Think of a charter as a written job description that’s tailored for a team rather than an individual. It can consist of a bulleted list of points that specifies the group’s objectives, its time frame for achieving them and the ground rules everyone must follow in pursuing those goals.
In instructing a newly formed team to develop its charter, provide an overview of key challenges facing the organization and your rationale for convening the group. Welcome questions and engage in a lively give-and-take so that everyone understands his or her role and the team’s larger purpose.
Then ask the participants to write a charter that encapsulates—and expands on—what you’ve just discussed. Mutually agree on a deadline for them to submit their first draft to you—and promise to provide quick feedback.

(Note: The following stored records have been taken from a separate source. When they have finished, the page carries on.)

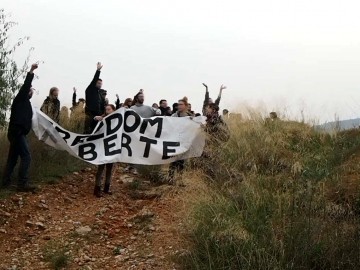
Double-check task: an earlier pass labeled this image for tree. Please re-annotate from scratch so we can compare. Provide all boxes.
[0,9,33,129]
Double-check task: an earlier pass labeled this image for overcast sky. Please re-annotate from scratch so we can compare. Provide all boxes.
[2,0,360,121]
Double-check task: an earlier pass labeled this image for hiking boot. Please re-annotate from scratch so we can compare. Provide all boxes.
[104,184,112,195]
[16,185,37,193]
[94,186,102,198]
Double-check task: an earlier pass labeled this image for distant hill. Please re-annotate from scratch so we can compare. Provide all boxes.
[316,118,360,131]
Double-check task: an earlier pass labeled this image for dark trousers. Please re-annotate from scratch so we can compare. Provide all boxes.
[169,160,185,178]
[84,112,98,134]
[3,135,31,186]
[95,163,114,187]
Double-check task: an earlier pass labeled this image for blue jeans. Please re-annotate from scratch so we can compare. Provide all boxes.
[3,135,31,187]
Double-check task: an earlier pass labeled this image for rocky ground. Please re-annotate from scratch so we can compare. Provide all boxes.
[0,167,190,270]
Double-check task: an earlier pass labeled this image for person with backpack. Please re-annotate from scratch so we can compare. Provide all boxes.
[2,64,38,192]
[84,62,106,134]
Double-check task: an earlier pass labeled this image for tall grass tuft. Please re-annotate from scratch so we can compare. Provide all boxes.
[180,115,360,270]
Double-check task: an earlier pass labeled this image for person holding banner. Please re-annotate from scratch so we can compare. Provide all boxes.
[84,62,106,134]
[40,87,60,124]
[2,64,38,192]
[202,83,226,116]
[94,104,116,198]
[168,97,192,185]
[130,89,161,118]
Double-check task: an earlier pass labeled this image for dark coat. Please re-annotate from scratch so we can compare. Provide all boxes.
[85,70,104,116]
[8,73,34,138]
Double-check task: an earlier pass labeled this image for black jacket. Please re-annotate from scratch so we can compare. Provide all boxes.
[8,73,34,138]
[85,70,104,115]
[159,106,172,116]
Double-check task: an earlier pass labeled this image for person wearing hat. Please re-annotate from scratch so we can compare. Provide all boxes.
[40,87,60,124]
[202,83,226,116]
[84,62,106,134]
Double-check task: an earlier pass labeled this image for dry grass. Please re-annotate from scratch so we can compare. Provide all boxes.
[181,114,360,269]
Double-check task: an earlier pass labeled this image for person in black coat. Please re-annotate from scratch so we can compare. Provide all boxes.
[84,62,105,134]
[159,99,172,116]
[2,64,38,192]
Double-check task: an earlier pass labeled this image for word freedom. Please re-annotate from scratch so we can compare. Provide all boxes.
[59,111,180,161]
[33,108,205,165]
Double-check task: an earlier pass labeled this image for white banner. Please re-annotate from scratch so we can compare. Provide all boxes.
[32,108,205,165]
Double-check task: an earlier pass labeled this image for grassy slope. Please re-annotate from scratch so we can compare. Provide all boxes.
[181,118,360,269]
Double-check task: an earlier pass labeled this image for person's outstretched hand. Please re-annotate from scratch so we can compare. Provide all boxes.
[30,64,39,73]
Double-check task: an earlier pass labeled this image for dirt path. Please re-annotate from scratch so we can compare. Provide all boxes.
[0,167,184,270]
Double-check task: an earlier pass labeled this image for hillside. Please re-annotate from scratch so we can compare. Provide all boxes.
[317,118,360,131]
[0,167,183,269]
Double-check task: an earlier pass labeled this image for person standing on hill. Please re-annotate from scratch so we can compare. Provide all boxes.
[121,98,132,109]
[40,87,60,123]
[84,62,105,134]
[159,99,172,116]
[71,87,85,111]
[168,97,192,185]
[202,83,226,116]
[94,104,116,198]
[2,64,38,192]
[130,89,161,118]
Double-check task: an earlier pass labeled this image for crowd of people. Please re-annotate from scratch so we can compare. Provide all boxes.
[2,62,229,197]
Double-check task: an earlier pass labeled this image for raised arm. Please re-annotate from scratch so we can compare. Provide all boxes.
[202,83,210,115]
[17,64,38,99]
[115,94,120,109]
[88,62,102,88]
[215,84,226,106]
[72,87,76,108]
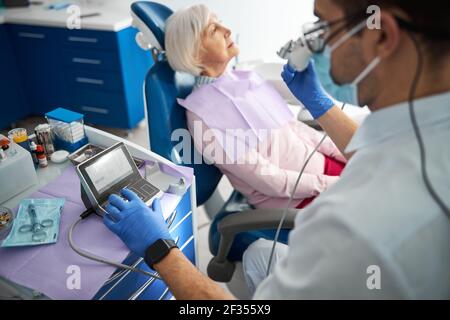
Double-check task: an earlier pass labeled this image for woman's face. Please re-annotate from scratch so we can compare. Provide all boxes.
[199,18,239,74]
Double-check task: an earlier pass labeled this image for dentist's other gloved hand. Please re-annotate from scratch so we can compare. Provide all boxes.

Through this iterative process, the group not only clarifies its identity and commits to achieving well-defined objectives but also gets a chance to gel as a unit. Drafting a charter requires participants to assign tasks to each other (scribe, facilitator, etc.) and cooperate as they craft a coherent mission statement.
Once you approve the charter, the team can proceed with a clear sense of self-guided direction. They can police themselves more easily and prevent dominant personalities from monopolizing the meetings. They are also better positioned to shut down team members who allow personal biases or hidden agendas to interfere with the group’s greater good.
Salespeople know that rejection hurts. But even if you don’t manage salespeople, invite employees to share instances when they sought to persuade someone and failed. Allot a few minutes in staff meetings for workers to tell “rejection stories” relating to their jobs (such as a request that a vendor refused to honor). This exercise can prove a powerful bonding experience and breed a more supportive environment.